Mas não me colocaram em posição de inferioridade, porque parecíamos estar em uma dança sincronizada onde não havia perdedores.

Seus olhos, de um brilho intenso, estavam fixos nos meus, ardendo com uma concentração que fazia cada pequeno movimento meu parecer exposto. Ele estava me estudando. Não, dissecando. Meu próximo golpe, um soco rápido com a mão direita, foi bloqueado, mas, em vez de recuar, eu usei o impulso para girar o corpo, tentando acertar com o cotovelo. Ele esquivou-se por um triz, o olhar ainda cravado em mim. Meu coração batia em um ritmo frenético, mas não de medo — era algo mais. Algo que eu não tinha tempo de decifrar.

Em seguida, passamos para a luta com armas. Empunhei uma espada negra onde uma lua decorava seu cabo, era o símbolo do colar que eu nunca retirara do pescoço, a única coisa que viera comigo e que mesmo não sabendo de sua história permanecia. Balancei a lâmina com sagacidade, cortando o ar com velocidade e ferocidade, meus golpes eram certeiros, demonstrando minha habilidade e capacidade como caçadora. Ele parecia estar atento a cada movimento meu, e embora não parecesse estar pegando leve, eu sentia seu olhar sob mim. Me estudando.

Nossas lâminas se encontraram com um som cortante, faíscas saltando no impacto. Os lábios do príncipe se curvaram em algo que poderia ser um sorriso – ou uma provocação.

Os olhos dele não me deixavam. Mesmo enquanto desviava dos meus ataques ou contra- atacava com golpes rápidos e precisos, eles permaneciam fixos nos meus, intensos e penetrantes. Era quase sufocante, mas eu não podia desviar o olhar. Não enquanto ele me enfrentava com essa intensidade.

Meu treinamento foi mais intenso do que qualquer outro. Por ser dita como inferior, treinei dia e noite para mostrar o contrário, aprendi todos os treinamentos possíveis com corpo e com armas, aprendi também a rastrear e a perseguir minhas presas com astúcia.

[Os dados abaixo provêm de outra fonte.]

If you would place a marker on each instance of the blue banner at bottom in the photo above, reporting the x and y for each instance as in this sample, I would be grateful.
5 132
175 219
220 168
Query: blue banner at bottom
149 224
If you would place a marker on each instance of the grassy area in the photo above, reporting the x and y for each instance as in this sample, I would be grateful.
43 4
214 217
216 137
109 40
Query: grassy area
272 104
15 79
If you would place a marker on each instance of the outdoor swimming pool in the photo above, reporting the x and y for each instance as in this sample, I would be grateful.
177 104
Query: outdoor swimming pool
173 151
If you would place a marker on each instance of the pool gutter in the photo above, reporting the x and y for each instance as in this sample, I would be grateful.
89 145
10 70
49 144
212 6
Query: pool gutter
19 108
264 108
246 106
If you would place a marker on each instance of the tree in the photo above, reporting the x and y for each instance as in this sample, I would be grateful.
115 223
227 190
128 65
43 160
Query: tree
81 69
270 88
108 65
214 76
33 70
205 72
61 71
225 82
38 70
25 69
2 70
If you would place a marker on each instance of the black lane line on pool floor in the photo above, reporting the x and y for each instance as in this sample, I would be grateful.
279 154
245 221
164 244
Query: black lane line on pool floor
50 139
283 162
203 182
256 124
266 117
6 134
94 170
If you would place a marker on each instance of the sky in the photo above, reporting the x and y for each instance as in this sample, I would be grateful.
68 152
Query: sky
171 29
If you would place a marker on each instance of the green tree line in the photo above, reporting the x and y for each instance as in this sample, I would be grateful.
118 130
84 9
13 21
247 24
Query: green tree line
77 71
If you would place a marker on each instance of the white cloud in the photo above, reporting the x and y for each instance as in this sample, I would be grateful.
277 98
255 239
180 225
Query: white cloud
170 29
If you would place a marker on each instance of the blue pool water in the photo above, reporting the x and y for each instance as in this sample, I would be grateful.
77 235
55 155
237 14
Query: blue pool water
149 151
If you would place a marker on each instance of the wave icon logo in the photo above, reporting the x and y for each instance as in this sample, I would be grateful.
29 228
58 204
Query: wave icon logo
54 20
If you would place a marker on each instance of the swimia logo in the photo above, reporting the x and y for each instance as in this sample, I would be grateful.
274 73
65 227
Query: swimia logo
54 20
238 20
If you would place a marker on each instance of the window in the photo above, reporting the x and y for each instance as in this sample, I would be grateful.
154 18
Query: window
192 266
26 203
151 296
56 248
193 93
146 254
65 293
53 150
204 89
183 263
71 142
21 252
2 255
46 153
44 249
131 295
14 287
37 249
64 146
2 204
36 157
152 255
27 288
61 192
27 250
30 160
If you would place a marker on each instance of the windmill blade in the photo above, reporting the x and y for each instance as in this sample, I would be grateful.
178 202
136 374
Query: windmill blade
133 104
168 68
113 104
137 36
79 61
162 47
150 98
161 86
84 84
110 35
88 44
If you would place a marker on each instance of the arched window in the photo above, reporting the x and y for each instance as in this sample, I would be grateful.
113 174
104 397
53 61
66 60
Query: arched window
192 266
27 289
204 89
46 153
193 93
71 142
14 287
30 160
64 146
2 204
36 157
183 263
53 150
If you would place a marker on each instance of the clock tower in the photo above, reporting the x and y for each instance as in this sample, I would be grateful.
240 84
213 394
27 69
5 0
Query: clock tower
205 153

Me camuflava nas sombras como se elas de fato fossem minha casa, me tornando silenciosa e invisível. Mostrei ser mais do que capaz de servir a cavalaria real caçando diversas criaturas, desde demônios rebeldes a seres diversos que ameaçavam nossa existência.

Eu sabia que podia vencer. A sala de treinamento estava repleta de tensão e energia concentrada. Os golpes trocados entre nós dois eram poderosos e implacáveis, cada um lutando com todas as suas habilidades.

A luta foi dada como encerrada quando nós dois utilizamos de um golpe em que nos colocou no chão, a ponta da minha lâmina em seu pescoço enquanto a ponta da sua em ponto mortal na minha barriga. Não ofegamos ou mostramos qualquer sentimento além de desafio, mas eu podia sentir meu corpo formigar com a proximidade.

Me levantei, me distanciando para que ele pudesse se levantar também. Então apenas assenti como era o correto a se fazer. Ele era da realeza. O príncipe do reino de Umbra havia lutado comigo. Eu podia ouvir os burburinhos com a minha audição aguçada, podia ouvir os deboches e um sorriso de canto brincou em meus lábios. Poderia ser qualquer um, mas era eu. Era eu ali, porque eu era a única mais capacitada para tal combate e ainda assim eles me reduziam a uma mera renegada. Eu provaria o contrário.